Bislang profitierte das Experiment Euro von zwei glücklichen Umständen: einem weltweit niedrigen Zinsniveau und ebenso von einem überraschend starken Wachstum der Weltwirtschaft. Im Anschluss an die russische Währungskrise gab es noch im Herbst 1998 die Befürchtung, dass eine allgemeine Krediteinschränkung zu einer Rezession auch in den Industrieländern führen könne. In dieser Situation senkte die US-Notenbank bis Ende 1998 dreimal die Zinsen. In diesem Umfeld sah sich auch die Europäische Zentralbank veranlasst, mit einem eher niedrigen Notenbankzinssatz von 3,0 Prozent die Währungsunion zu beginnen und diesen Zinssatz im April 1999 dann nochmals auf 2,5 Prozent zu senken. Erst ab November 1999 folgte die EZB den Vorgaben der US-Notenbank und erhöhte die Leitzinsen in mehreren Teilschritten.

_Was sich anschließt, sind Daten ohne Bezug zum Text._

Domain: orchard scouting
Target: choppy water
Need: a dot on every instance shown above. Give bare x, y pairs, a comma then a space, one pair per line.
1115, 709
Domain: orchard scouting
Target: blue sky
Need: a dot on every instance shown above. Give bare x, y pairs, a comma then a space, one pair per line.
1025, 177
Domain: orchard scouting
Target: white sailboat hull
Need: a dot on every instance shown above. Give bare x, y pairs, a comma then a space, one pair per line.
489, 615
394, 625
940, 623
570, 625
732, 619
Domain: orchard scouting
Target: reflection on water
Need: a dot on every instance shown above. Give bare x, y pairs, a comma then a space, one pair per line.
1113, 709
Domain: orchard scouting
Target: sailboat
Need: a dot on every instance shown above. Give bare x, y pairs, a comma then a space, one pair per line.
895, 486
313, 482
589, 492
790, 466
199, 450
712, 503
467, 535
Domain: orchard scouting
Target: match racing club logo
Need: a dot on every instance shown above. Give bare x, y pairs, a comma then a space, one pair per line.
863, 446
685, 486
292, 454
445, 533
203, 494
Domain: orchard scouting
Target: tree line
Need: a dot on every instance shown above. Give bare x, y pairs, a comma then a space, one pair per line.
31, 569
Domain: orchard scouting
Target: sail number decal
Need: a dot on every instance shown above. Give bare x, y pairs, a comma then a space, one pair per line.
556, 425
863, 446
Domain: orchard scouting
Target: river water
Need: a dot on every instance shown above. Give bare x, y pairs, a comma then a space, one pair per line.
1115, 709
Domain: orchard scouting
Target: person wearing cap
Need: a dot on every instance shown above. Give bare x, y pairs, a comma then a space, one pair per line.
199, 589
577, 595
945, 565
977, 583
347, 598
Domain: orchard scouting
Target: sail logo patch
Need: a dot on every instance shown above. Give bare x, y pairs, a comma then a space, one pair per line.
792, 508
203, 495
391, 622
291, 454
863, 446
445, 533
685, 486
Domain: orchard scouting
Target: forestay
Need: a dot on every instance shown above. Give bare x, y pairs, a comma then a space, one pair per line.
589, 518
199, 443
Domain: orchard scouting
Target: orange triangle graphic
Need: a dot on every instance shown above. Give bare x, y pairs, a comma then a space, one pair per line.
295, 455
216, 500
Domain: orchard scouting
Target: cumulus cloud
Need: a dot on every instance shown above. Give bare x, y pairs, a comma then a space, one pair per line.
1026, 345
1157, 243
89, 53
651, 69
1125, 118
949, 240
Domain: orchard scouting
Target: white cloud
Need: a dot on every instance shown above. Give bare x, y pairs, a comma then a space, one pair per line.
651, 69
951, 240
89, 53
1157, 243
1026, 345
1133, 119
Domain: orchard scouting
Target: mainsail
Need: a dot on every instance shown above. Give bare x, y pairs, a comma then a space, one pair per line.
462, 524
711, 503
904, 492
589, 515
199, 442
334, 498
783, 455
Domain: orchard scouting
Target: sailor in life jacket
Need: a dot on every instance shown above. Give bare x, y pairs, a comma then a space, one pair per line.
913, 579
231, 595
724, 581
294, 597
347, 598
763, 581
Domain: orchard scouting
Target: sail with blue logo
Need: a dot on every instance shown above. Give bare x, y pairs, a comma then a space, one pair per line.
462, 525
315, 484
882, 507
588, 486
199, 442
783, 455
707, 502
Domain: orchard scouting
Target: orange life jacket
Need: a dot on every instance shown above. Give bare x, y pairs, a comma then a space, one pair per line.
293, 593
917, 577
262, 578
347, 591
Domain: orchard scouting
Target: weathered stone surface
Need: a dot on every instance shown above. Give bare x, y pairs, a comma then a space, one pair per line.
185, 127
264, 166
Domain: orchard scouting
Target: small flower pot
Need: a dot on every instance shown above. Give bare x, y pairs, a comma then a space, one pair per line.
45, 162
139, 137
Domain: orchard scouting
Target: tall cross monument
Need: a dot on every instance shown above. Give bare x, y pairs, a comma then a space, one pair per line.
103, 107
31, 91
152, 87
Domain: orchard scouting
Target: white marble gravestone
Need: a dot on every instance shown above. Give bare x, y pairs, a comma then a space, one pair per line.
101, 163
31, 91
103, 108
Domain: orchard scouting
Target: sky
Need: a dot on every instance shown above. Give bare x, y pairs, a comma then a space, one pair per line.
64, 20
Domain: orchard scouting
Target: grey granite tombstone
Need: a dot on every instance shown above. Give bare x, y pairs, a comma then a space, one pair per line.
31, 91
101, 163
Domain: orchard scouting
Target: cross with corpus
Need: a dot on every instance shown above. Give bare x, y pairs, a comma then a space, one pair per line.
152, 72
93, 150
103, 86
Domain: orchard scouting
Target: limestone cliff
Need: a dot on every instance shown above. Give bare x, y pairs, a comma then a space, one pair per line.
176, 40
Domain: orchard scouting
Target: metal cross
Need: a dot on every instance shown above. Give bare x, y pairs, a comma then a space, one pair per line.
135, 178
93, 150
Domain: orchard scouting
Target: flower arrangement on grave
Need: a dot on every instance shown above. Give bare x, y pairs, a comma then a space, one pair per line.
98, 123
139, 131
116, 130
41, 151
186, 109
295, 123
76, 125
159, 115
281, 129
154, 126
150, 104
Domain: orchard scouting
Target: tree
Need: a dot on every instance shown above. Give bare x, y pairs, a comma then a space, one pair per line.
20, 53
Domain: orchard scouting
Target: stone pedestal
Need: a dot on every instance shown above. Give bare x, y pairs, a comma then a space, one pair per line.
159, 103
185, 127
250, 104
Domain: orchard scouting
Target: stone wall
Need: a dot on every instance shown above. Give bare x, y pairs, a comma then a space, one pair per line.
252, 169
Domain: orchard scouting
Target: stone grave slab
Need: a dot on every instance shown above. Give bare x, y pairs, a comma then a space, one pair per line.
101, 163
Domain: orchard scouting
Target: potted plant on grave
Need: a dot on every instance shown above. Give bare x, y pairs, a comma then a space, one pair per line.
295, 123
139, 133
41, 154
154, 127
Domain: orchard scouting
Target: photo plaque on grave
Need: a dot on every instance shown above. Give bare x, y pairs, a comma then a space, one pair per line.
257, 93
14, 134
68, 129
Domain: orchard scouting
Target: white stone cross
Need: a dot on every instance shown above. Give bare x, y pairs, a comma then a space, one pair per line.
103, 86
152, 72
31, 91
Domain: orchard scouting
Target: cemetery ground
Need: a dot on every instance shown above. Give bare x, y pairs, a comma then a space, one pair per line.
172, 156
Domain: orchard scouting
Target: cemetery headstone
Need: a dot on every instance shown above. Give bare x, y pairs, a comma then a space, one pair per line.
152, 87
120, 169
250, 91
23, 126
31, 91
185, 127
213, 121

Im historischen Vergleich ist das Zinsniveau allerdings immer noch niedrig.

Zu den glücklichen Umständen für die neue Währung zählt auch der nach wie vor anhaltende Boom der US-Wirtschaft. Entgegen allen Erwartungen hat der längste Konjunkturaufschwung seit 1945 noch immer kein Ende gefunden (s. Seite 9). Sowohl der private Konsum als auch die Investitionstätigkeit der Unternehmen bewegen sich auf einem Niveau, das schon längst nicht mehr allein mit inländischen Ressourcen bedient werden kann. Finanziert vom Rest der Welt haben die USA einen historisch bei spiel losen Import-Sog entwickelt, mit dem vor allem die EU auf symbiotische Weise verbunden ist. Zum einen profitiert sie vom steilen Anstieg der Exporte in die USA. Andererseits aber ist europäisches Kapital in erheblichem Umfang in die USA gewandert und hat so zu der Finanzierung des im vergangenen Jahr auf 339 Milliarden Dollar angestiegenen US-Leistungsbilanzdefizits beigetragen.

Der US-Boom auf Pump kann nicht ewig währen. Weder die Auslandsverschuldung des Landes noch die stetig gestiegenen Verschuldungsquoten der privaten Haushalte und der Unternehmen können auf Dauer bestehen. Ob es den amerikanischen Entscheidungsträgern gelingt, eine plötzliche, panikartige Korrektur der verschiedenen Ungleichgewichte zu verhindern und stattdessen die immer wieder zitierte sanfte Landung zu inszenieren, könnte für das Experiment Euro in den kommenden 15 Monaten - also bis zum endgültigen Verschwinden der Vorgängerwährungen - zu der entscheidenden Herausforderung werden. Denn eine Rezession in den USA würde sich angesichts der Exportströme und wegen der nach wie vor eher schwachen Binnenkonjunktur wohl unmittelbar auf Euroland übertragen. Dann hätte die Gemeinschaftswährung den Beweis anzutreten, dass sie krisentauglich ist.